La raccolta di questi prelibati doni della natura si concentra principalmente tra giugno e novembre e solo 8-10 specie fruttificano in inverno/inizio primavera. Tra queste, due appartengono al genere Leccinum: il Leccinum corsicum e il Leccinum lepidum che normalmente, per la gioia dei fungaioli che frequentano i boschi, quando quasi tutti i carpofori (funghi) sono scomparsi, ci deliziano da novembre fino ad aprile con abbondanti raccolti. Del genere summenzionato, da decenni, le nostre popolazioni raccolgono e consumano anche il Leccinum aurantiacum, che con copiose nascite, da giugno a fine ottobre, colora di rosso-arancio il sottobosco dei pioppeti. Prima di passare a una breve descrizione di questi tre Leccinum (a questo genere appartengono molte altre specie poco presenti o assenti del tutto sul nostro massiccio montano), ricordiamo che la loro “carne”, una volta tagliata vira dal rosa al blu, al grigio, al violaceo, al nero a seconda della specie e alla parte (gambo, cappello, imenofaro) del fungo, ed una volta cotta tende ad annerire. Ricordiamo, inoltre, che negli esemplari maturi è opportuno scartare il gambo in quanto coriaceo ed indigesto.
Il Leccinum aurantiacum (nome locale: Candilisi, porcinu i chiuppu, nella foto a sinistra) è un fungo di taglia grande, ha un cappello di notevole dimensione di colore rossastro da giovane, arancio-marrone a maturità. Cresce da luglio ad ottobre sotto i filari e i boschi di pioppi; è simbionte di questa essenza forestale chiamata, in alcune parti dell’Aspromonte “candalisi”, da cui il nome locale. Ha sapori e aromi mediocri.
Il Leccinum corsicum (nome locale: caddaredda, porcinegliu i famacissi o i camacissi o i bucassi, nella foto a destra) è un fungo di taglia molto piccola che da giovane assomiglia al Lepidum. Ha un cappello di un colore che varia dal giallo opaco al marrone scuro; lo troviamo esclusivamente sotto il cisto (arbusto sempreverde presente, soprattutto, sul versante ionico aspromontano fino ai 1000 metri di altezza, viene chiamato localmente famacissi, o camacissi o bucissi) da novembre ad aprile. È poco profumato e ha un sapore (piacevole) amarognolo. I grecanici lo chiamano “caddaredda” (piccola caldaia) perché gli esemplari maturi assumono un colore simile a quello della caldaia annerita dal fuoco.
Il Leccinum lepidum (nome locale: porcinu i broera, porcinegliu, nella foto a sinistra) come l’aurantiacum è di taglia grande con un cappello dal colore giallo bruno o marrone scuro con carne soda da giovane, più molle a maturità.
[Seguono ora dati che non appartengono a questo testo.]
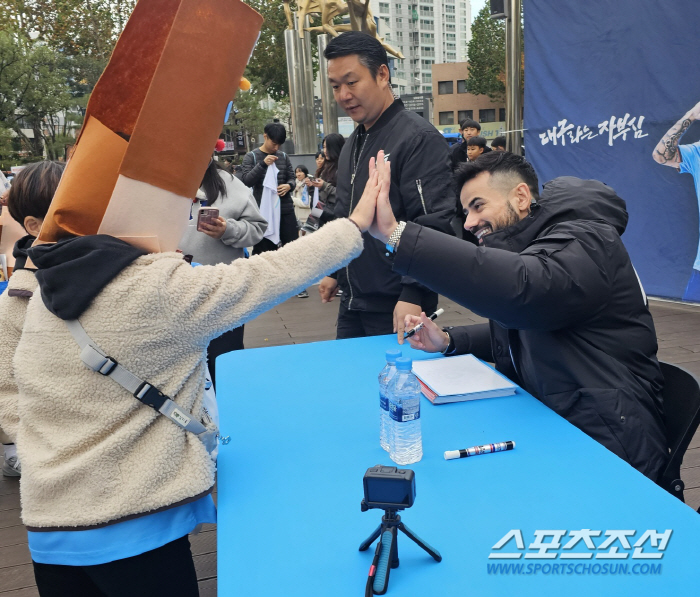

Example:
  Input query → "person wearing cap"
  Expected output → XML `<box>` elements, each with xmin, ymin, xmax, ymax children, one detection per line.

<box><xmin>491</xmin><ymin>135</ymin><xmax>506</xmax><ymax>151</ymax></box>
<box><xmin>450</xmin><ymin>118</ymin><xmax>481</xmax><ymax>172</ymax></box>
<box><xmin>467</xmin><ymin>137</ymin><xmax>491</xmax><ymax>162</ymax></box>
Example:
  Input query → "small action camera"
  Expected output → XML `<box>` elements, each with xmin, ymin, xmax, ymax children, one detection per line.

<box><xmin>360</xmin><ymin>464</ymin><xmax>416</xmax><ymax>512</ymax></box>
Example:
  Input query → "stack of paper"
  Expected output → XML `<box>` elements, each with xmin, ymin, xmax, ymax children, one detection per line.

<box><xmin>413</xmin><ymin>354</ymin><xmax>517</xmax><ymax>404</ymax></box>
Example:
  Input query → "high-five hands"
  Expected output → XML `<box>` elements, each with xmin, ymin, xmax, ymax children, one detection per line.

<box><xmin>369</xmin><ymin>151</ymin><xmax>398</xmax><ymax>243</ymax></box>
<box><xmin>404</xmin><ymin>312</ymin><xmax>450</xmax><ymax>352</ymax></box>
<box><xmin>350</xmin><ymin>151</ymin><xmax>384</xmax><ymax>232</ymax></box>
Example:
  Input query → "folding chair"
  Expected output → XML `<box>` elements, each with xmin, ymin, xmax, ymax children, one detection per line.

<box><xmin>658</xmin><ymin>361</ymin><xmax>700</xmax><ymax>502</ymax></box>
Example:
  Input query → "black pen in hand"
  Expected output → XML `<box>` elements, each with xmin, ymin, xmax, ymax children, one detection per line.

<box><xmin>403</xmin><ymin>309</ymin><xmax>445</xmax><ymax>340</ymax></box>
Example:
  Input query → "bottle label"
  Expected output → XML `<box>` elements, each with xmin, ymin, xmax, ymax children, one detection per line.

<box><xmin>389</xmin><ymin>400</ymin><xmax>420</xmax><ymax>423</ymax></box>
<box><xmin>379</xmin><ymin>391</ymin><xmax>389</xmax><ymax>410</ymax></box>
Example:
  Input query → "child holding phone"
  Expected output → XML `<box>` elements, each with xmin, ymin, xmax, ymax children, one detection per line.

<box><xmin>180</xmin><ymin>160</ymin><xmax>267</xmax><ymax>387</ymax></box>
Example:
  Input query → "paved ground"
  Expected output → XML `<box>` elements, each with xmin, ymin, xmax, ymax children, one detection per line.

<box><xmin>0</xmin><ymin>287</ymin><xmax>700</xmax><ymax>597</ymax></box>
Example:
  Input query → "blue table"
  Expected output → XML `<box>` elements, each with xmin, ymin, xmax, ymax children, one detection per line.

<box><xmin>217</xmin><ymin>336</ymin><xmax>700</xmax><ymax>597</ymax></box>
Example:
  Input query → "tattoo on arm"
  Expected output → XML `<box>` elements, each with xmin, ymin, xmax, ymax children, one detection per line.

<box><xmin>654</xmin><ymin>117</ymin><xmax>693</xmax><ymax>164</ymax></box>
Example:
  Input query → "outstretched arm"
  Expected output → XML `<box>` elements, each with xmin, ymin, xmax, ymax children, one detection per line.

<box><xmin>652</xmin><ymin>102</ymin><xmax>700</xmax><ymax>168</ymax></box>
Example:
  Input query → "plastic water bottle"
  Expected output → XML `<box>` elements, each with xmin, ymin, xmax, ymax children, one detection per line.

<box><xmin>389</xmin><ymin>357</ymin><xmax>423</xmax><ymax>464</ymax></box>
<box><xmin>379</xmin><ymin>348</ymin><xmax>401</xmax><ymax>452</ymax></box>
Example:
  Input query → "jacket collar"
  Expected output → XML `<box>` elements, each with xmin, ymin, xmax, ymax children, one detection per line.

<box><xmin>357</xmin><ymin>98</ymin><xmax>406</xmax><ymax>135</ymax></box>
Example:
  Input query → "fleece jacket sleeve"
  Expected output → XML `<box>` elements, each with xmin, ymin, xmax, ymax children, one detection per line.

<box><xmin>159</xmin><ymin>218</ymin><xmax>363</xmax><ymax>346</ymax></box>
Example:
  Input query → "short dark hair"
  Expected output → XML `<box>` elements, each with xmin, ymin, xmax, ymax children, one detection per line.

<box><xmin>7</xmin><ymin>161</ymin><xmax>65</xmax><ymax>226</ymax></box>
<box><xmin>323</xmin><ymin>31</ymin><xmax>389</xmax><ymax>79</ymax></box>
<box><xmin>263</xmin><ymin>122</ymin><xmax>287</xmax><ymax>145</ymax></box>
<box><xmin>459</xmin><ymin>118</ymin><xmax>481</xmax><ymax>131</ymax></box>
<box><xmin>454</xmin><ymin>151</ymin><xmax>540</xmax><ymax>200</ymax></box>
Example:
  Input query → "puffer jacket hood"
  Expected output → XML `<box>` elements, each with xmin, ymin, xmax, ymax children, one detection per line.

<box><xmin>27</xmin><ymin>234</ymin><xmax>145</xmax><ymax>320</ymax></box>
<box><xmin>484</xmin><ymin>176</ymin><xmax>629</xmax><ymax>253</ymax></box>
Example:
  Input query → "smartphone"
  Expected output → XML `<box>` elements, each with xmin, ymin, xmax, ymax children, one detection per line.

<box><xmin>197</xmin><ymin>207</ymin><xmax>219</xmax><ymax>232</ymax></box>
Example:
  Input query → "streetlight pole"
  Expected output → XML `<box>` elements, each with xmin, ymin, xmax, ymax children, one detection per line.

<box><xmin>506</xmin><ymin>0</ymin><xmax>523</xmax><ymax>155</ymax></box>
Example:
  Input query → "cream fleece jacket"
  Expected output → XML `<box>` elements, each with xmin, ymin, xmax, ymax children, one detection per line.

<box><xmin>14</xmin><ymin>219</ymin><xmax>362</xmax><ymax>530</ymax></box>
<box><xmin>0</xmin><ymin>269</ymin><xmax>37</xmax><ymax>442</ymax></box>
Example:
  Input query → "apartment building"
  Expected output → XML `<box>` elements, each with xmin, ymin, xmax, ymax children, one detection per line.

<box><xmin>370</xmin><ymin>0</ymin><xmax>471</xmax><ymax>95</ymax></box>
<box><xmin>432</xmin><ymin>62</ymin><xmax>506</xmax><ymax>139</ymax></box>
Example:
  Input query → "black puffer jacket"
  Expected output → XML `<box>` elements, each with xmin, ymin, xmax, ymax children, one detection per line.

<box><xmin>335</xmin><ymin>100</ymin><xmax>455</xmax><ymax>312</ymax></box>
<box><xmin>394</xmin><ymin>177</ymin><xmax>667</xmax><ymax>480</ymax></box>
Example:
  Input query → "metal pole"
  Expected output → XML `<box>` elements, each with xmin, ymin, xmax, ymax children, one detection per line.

<box><xmin>506</xmin><ymin>0</ymin><xmax>523</xmax><ymax>155</ymax></box>
<box><xmin>318</xmin><ymin>33</ymin><xmax>338</xmax><ymax>136</ymax></box>
<box><xmin>284</xmin><ymin>20</ymin><xmax>316</xmax><ymax>153</ymax></box>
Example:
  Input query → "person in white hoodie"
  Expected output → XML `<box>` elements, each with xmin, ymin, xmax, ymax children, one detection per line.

<box><xmin>180</xmin><ymin>159</ymin><xmax>267</xmax><ymax>388</ymax></box>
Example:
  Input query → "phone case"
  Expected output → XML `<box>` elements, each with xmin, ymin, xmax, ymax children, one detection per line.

<box><xmin>197</xmin><ymin>207</ymin><xmax>219</xmax><ymax>232</ymax></box>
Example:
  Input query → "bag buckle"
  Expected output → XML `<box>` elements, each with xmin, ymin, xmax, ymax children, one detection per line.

<box><xmin>97</xmin><ymin>357</ymin><xmax>119</xmax><ymax>376</ymax></box>
<box><xmin>134</xmin><ymin>381</ymin><xmax>169</xmax><ymax>410</ymax></box>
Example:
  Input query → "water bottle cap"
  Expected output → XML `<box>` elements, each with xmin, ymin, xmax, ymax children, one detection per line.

<box><xmin>396</xmin><ymin>357</ymin><xmax>413</xmax><ymax>371</ymax></box>
<box><xmin>386</xmin><ymin>348</ymin><xmax>403</xmax><ymax>363</ymax></box>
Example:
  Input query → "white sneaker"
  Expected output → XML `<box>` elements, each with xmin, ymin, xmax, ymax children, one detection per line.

<box><xmin>2</xmin><ymin>456</ymin><xmax>22</xmax><ymax>477</ymax></box>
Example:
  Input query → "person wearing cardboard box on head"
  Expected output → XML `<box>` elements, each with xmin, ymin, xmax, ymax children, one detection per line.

<box><xmin>0</xmin><ymin>161</ymin><xmax>63</xmax><ymax>477</ymax></box>
<box><xmin>0</xmin><ymin>0</ymin><xmax>380</xmax><ymax>597</ymax></box>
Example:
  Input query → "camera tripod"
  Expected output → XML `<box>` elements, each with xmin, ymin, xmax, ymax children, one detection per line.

<box><xmin>360</xmin><ymin>500</ymin><xmax>442</xmax><ymax>597</ymax></box>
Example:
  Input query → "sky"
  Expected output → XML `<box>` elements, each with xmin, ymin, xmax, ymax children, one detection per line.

<box><xmin>472</xmin><ymin>0</ymin><xmax>488</xmax><ymax>23</ymax></box>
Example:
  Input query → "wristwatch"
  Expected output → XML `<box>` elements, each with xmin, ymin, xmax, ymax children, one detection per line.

<box><xmin>386</xmin><ymin>222</ymin><xmax>406</xmax><ymax>253</ymax></box>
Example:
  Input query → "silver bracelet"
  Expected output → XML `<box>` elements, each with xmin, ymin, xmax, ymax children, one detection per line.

<box><xmin>386</xmin><ymin>222</ymin><xmax>406</xmax><ymax>253</ymax></box>
<box><xmin>440</xmin><ymin>330</ymin><xmax>452</xmax><ymax>354</ymax></box>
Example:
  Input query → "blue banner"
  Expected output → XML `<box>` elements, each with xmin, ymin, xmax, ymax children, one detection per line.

<box><xmin>524</xmin><ymin>0</ymin><xmax>700</xmax><ymax>302</ymax></box>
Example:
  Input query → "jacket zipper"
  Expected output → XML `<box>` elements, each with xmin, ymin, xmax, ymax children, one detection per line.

<box><xmin>345</xmin><ymin>133</ymin><xmax>369</xmax><ymax>309</ymax></box>
<box><xmin>416</xmin><ymin>178</ymin><xmax>428</xmax><ymax>215</ymax></box>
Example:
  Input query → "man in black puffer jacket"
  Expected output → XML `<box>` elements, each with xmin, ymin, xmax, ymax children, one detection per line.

<box><xmin>366</xmin><ymin>152</ymin><xmax>668</xmax><ymax>481</ymax></box>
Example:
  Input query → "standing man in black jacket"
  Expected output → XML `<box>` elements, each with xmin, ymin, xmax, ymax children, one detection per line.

<box><xmin>236</xmin><ymin>122</ymin><xmax>296</xmax><ymax>255</ymax></box>
<box><xmin>370</xmin><ymin>151</ymin><xmax>668</xmax><ymax>481</ymax></box>
<box><xmin>319</xmin><ymin>31</ymin><xmax>454</xmax><ymax>343</ymax></box>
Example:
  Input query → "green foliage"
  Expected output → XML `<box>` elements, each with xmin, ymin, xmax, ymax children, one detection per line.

<box><xmin>0</xmin><ymin>31</ymin><xmax>72</xmax><ymax>156</ymax></box>
<box><xmin>224</xmin><ymin>77</ymin><xmax>288</xmax><ymax>149</ymax></box>
<box><xmin>466</xmin><ymin>3</ymin><xmax>506</xmax><ymax>101</ymax></box>
<box><xmin>0</xmin><ymin>0</ymin><xmax>136</xmax><ymax>164</ymax></box>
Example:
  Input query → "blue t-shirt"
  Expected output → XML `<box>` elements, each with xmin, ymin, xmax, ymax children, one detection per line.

<box><xmin>678</xmin><ymin>141</ymin><xmax>700</xmax><ymax>270</ymax></box>
<box><xmin>27</xmin><ymin>495</ymin><xmax>216</xmax><ymax>566</ymax></box>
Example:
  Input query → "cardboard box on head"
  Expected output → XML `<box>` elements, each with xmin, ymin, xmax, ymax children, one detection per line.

<box><xmin>39</xmin><ymin>0</ymin><xmax>263</xmax><ymax>252</ymax></box>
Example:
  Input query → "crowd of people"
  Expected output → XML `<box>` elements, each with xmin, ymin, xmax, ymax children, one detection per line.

<box><xmin>0</xmin><ymin>26</ymin><xmax>680</xmax><ymax>595</ymax></box>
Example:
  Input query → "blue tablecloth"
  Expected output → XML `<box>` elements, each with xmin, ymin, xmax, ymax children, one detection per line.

<box><xmin>217</xmin><ymin>336</ymin><xmax>700</xmax><ymax>597</ymax></box>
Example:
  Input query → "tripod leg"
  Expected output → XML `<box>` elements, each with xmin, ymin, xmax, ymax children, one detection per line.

<box><xmin>360</xmin><ymin>525</ymin><xmax>382</xmax><ymax>551</ymax></box>
<box><xmin>399</xmin><ymin>522</ymin><xmax>442</xmax><ymax>562</ymax></box>
<box><xmin>372</xmin><ymin>527</ymin><xmax>396</xmax><ymax>595</ymax></box>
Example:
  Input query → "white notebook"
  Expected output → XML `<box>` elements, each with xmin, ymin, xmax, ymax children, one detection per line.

<box><xmin>413</xmin><ymin>354</ymin><xmax>517</xmax><ymax>404</ymax></box>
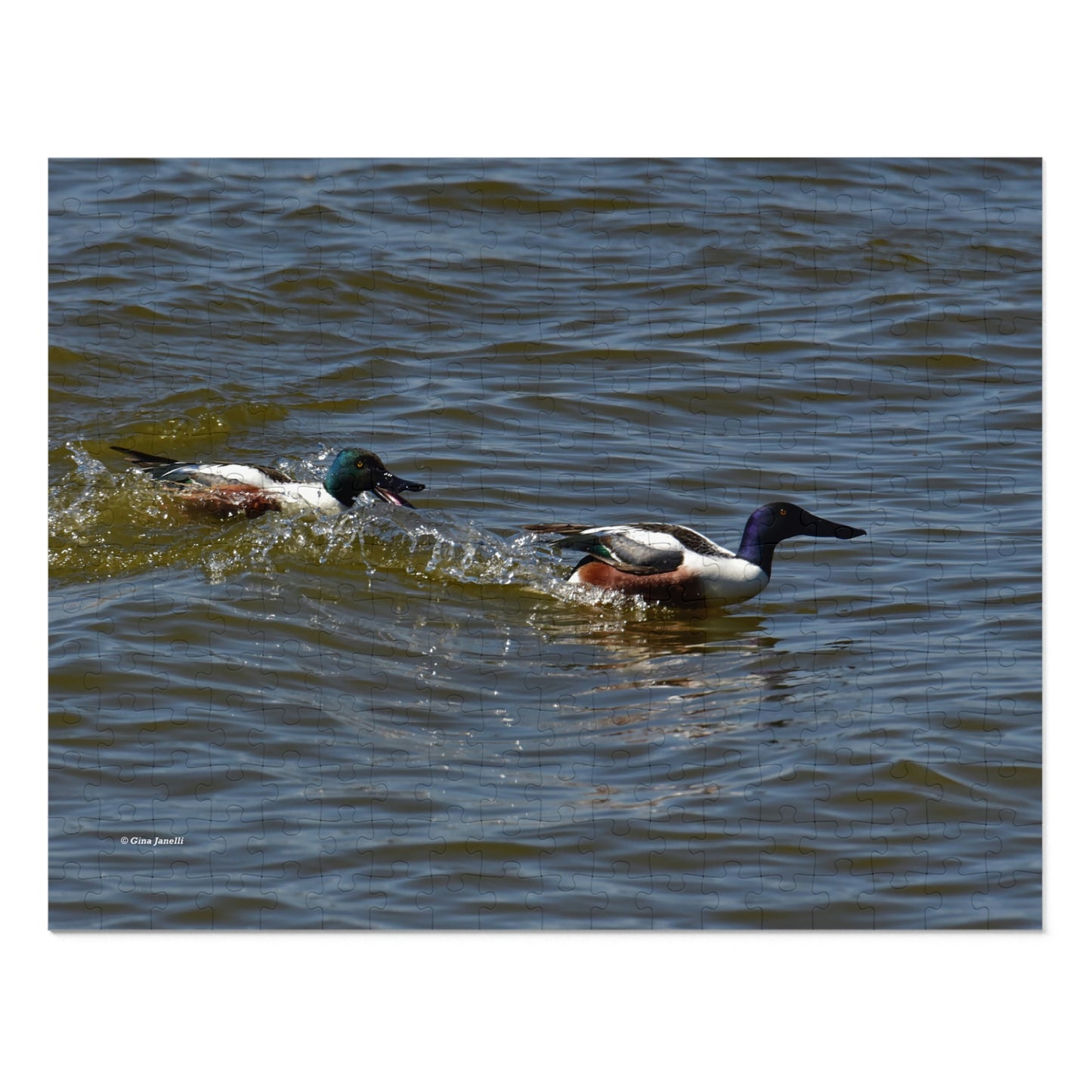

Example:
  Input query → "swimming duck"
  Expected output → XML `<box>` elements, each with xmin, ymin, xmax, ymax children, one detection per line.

<box><xmin>526</xmin><ymin>501</ymin><xmax>865</xmax><ymax>603</ymax></box>
<box><xmin>113</xmin><ymin>447</ymin><xmax>425</xmax><ymax>518</ymax></box>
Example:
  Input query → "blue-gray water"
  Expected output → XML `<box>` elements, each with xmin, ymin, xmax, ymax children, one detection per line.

<box><xmin>49</xmin><ymin>160</ymin><xmax>1042</xmax><ymax>928</ymax></box>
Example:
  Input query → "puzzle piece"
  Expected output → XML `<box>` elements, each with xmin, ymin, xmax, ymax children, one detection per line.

<box><xmin>49</xmin><ymin>159</ymin><xmax>1042</xmax><ymax>930</ymax></box>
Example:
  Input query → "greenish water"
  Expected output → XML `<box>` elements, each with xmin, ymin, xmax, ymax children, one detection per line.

<box><xmin>49</xmin><ymin>160</ymin><xmax>1042</xmax><ymax>930</ymax></box>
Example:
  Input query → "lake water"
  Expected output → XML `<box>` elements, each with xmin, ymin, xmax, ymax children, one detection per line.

<box><xmin>49</xmin><ymin>159</ymin><xmax>1043</xmax><ymax>930</ymax></box>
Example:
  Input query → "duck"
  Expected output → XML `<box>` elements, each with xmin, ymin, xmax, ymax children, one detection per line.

<box><xmin>524</xmin><ymin>500</ymin><xmax>866</xmax><ymax>604</ymax></box>
<box><xmin>110</xmin><ymin>446</ymin><xmax>425</xmax><ymax>518</ymax></box>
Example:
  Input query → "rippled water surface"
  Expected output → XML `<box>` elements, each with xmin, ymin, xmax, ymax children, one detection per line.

<box><xmin>49</xmin><ymin>160</ymin><xmax>1042</xmax><ymax>930</ymax></box>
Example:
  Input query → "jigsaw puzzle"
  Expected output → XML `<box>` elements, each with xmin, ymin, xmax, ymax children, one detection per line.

<box><xmin>49</xmin><ymin>159</ymin><xmax>1042</xmax><ymax>930</ymax></box>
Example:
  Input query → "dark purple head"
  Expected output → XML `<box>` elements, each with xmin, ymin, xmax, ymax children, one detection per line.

<box><xmin>738</xmin><ymin>500</ymin><xmax>865</xmax><ymax>576</ymax></box>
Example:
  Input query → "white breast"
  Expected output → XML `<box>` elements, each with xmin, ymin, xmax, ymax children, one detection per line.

Cresce sotto leccio e sughera fino a 1000 metri di altitudine. Lo troviamo quasi tutto l’anno soprattutto nella macchia mediterranea (questi boschi sono formati da varie essenze forestali tra le quali ricordiamo: il leccio, il corbezzolo, l’olivastro, l’alloro, l’erica chiamata “broera” da cui il nome locale del fungo, la ginestra). Tra tutti i Leccinum è la specie più nota e consumata dalle popolazioni ioniche aspromontane. Ha un odore gradevole ma poco pronunciato, e il sapore è leggermente dolciastro. I novelli fungiari lo scambiano spesso con il porcinu jancu (boletus edulis).